In a way the timing has been strange that Warner Bros. and DC Films would make wholesale changes to the DCEU just as Wonder Woman set them on the right course. But the last few weeks have seen a major shake-up. An entirely new banner of non-continuity projects was launched, with the first being an all-new Joker movie directed by Todd Phillips. It signaled, at least on the surface, a break away from the continuity binding the DCEU, and now we're finding out that is becoming the overall strategy.
In an extensive piece by Vulture, Geoff Johns and Diane Nelson reveal that there will be less of an emphasis on continuity, allowing their directors more freedom to tell the stories they want to tell. Being a "director-driven" studio has been a mantra for them lately, and they see this as a means of making good on that. Nelson says...
"Our intention, certainly, moving forward is using the continuity to help make sure nothing is diverging in a way that doesn’t make sense, but there’s no insistence upon an overall story line or interconnectivity in that universe.

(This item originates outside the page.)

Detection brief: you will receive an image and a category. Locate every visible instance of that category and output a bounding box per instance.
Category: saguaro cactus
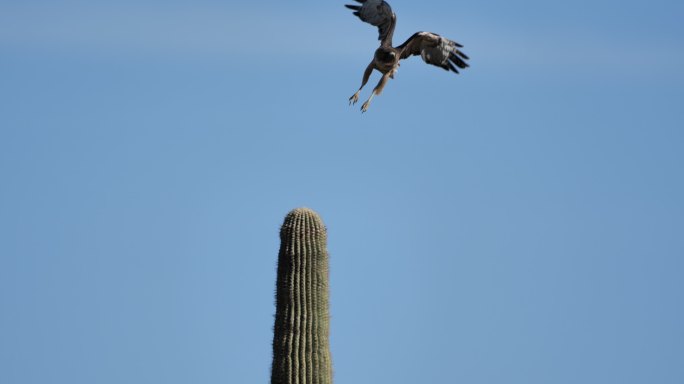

Moving forward, you’ll see the DC movie universe being a universe, but one that comes from the heart of the filmmaker who’s creating them."
“Some of the movies do connect the characters together, like ‘Justice League.’ But, like with ‘Aquaman‘ our goal is not to connect ‘Aquaman’ to every movie,” Johns adds.
It's a bold move, one that should quiet those who claim DC Films is merely aping the Marvel approach. Being saddled with that stigma hasn't made things any easier because they've been so disorganized. That lack of an overall strategy is one Johns admits to, at least partially...
"Some of the stuff is true, some of it isn’t true. When we talk about things or we’re making deals for people to develop scripts or whatever, sometimes, things leak; sometimes, things are misreported, and it’s frustrating. Because we do wanna go out there and talk about what our strategy is, and this stuff just muddies the water. There’s a lot of internal conversations going on about, How do we help kind of clean that up a bit?"
I'm not so sure this is the way to go about it. As I've often said, audiences craze simplicity, something that is easy to follow and understand. Marvel has been building the MCU since 2008 and there's nothing complicated about it. There's no reason DC Films couldn't do the same with a it more planning. To me this smacks of a desperate overreach that could cause more problems than it solves.